Oaklawn Racing and Gaming’s Rebel Stakes proved to be a record-setting day on Saturday. The Arkansas track drew national attention for splitting its Rebel Stakes into two divisions, which allowed horses from California to fly in and take part in a Kentucky Derby prep race after Santa Anita was forced to cancel its March 9 running of San Felipe Stakes.

Jockey Mike Smith, inside, rode Omaha Beach to second division victory at the Rebel Stakes on Saturday at Oaklawn Racing and Gaming. The highly anticipated Kentucky Derby prep races drew a record crowd and set an all-time high for betting at the Arkansas track. (Image: Eclipse Sportswire)

Among the 3-year-olds who entered the field were Game Winner and Improbable, considered two of the top contenders for this year’s Run for the Roses.

Record-Breaking Handle

As a result, the track’s handle on Saturday was more than $16.2 million. Oaklawn Media Relations Manager Jennifer Hoyt, speaking to Casino.org, noted that broke the previous record, set during last year’s Arkansas Derby, by more than $60,000.

Saturday’s attendance was 45,500, which Hoyt said was an all-time high for the Rebel Stakes. Typically, the Rebel card attracts a crowd of around 37,000, and in the previous two years, the handle averaged around $10 million, she added.
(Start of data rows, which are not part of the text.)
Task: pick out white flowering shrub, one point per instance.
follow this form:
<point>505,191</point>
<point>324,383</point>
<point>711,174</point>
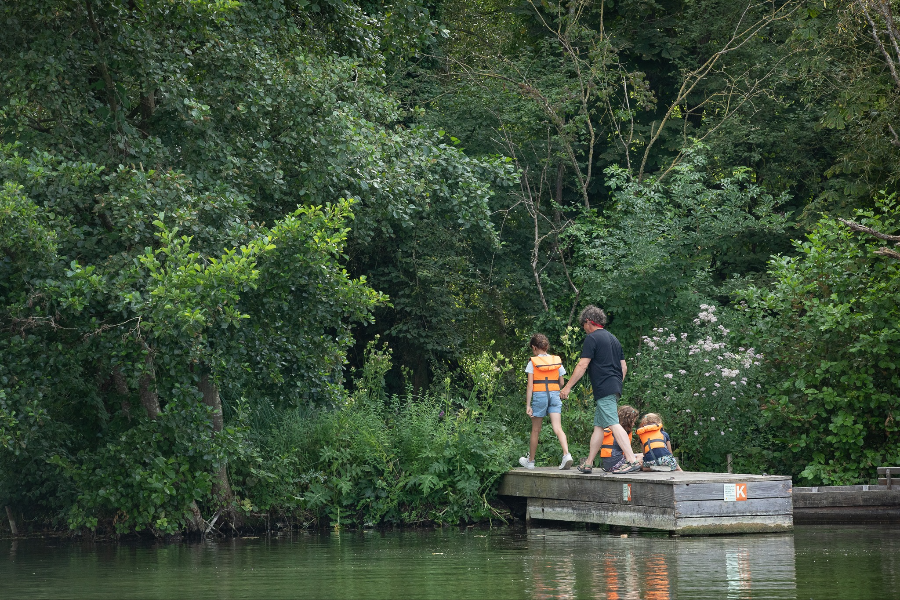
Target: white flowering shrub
<point>706,388</point>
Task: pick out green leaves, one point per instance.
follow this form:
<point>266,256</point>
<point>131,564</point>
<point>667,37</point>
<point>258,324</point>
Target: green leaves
<point>829,325</point>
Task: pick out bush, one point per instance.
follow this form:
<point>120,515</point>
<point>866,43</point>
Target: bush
<point>829,327</point>
<point>706,388</point>
<point>434,457</point>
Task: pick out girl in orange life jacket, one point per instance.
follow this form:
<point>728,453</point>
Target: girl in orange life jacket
<point>545,378</point>
<point>656,444</point>
<point>611,454</point>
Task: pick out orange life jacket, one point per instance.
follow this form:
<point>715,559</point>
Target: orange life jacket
<point>652,437</point>
<point>609,443</point>
<point>546,373</point>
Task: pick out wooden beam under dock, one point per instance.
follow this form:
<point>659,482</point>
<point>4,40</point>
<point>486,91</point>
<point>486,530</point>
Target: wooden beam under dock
<point>681,502</point>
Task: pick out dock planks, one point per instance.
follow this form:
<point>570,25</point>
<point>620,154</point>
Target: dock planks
<point>681,502</point>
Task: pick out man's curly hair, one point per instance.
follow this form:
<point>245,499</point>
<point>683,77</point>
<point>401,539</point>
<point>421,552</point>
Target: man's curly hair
<point>592,313</point>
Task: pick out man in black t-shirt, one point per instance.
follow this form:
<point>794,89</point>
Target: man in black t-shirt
<point>602,358</point>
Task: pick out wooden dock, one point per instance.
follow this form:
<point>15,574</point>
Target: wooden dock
<point>681,502</point>
<point>870,504</point>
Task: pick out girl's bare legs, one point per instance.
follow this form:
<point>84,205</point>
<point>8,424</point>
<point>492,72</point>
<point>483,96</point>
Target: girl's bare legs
<point>556,423</point>
<point>536,423</point>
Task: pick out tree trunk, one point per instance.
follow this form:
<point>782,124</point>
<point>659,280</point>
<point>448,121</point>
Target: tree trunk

In addition to the two Grade II Rebel Stakes divisions — which awarded a total of $1.5 million in prize money — Oaklawn also hosted a pair of $350,000 races for older horses: the Grade II Azeri Stakes for fillies and mares and the Essex Handicap.

The record-breaker came just a few days after Oaklawn announced it would increase its purses for the rest of the 2019 meet, which ends on May 4. The move, which took effect last Thursday, was the third time this meet Oaklawn officials added money to its races.

The $1 million investment means that open allowance races now feature purses of $95,000, a bump of $7,000. Other races got bumps of between $2,000 and $4,000.

Gulfstream Offers Massive Jackpot

Bettors will have a chance to win $1.9 million when racing resumes Wednesday at Gulfstream Park, as the Florida track’s Rainbow 6 jackpot has not been claimed in over a month.

For 20 cents, bettors can pick a winner in six races. If there’s only one winning ticket, they walk off with the jackpot. If there are multiple tickets with the six winning horses, then they split 70 percent of that day’s betting pool. The other 30 percent is added to the running jackpot.

On Saturday, when gamblers vied for more than $1.7 million, nearly $550,000 in bets were made on the jackpot. More than 150 people ended up winning $2,487.94 apiece.

Since the meet began in December, the Rainbow 6 has been won seven times. The last time it went out was on Feb. 15 for $227,505.88.

Stronach Group Adds Weight to Program Info

Last week, The Stronach Group announced it would add new information to its programs to help bettors make their selections.

The company — which owns Gulfstream in Florida, Santa Anita and Golden Gate Fields in California, and Pimlico and Laurel Park in Maryland — will include the horse’s weight as part of its past performance information.

Stronach started collecting the data about a year ago, and each horse is weighed on a scale in the paddock.

“This is data-driven world, and we’re excited about adding this … to our programs as we continue our growth internationally,” TSG COO Tim Ritvo said in a statement. “Bettors and horsemen have used this information in the past to find out a horse’s optimum racing weight. We believe you can never provide enough information.”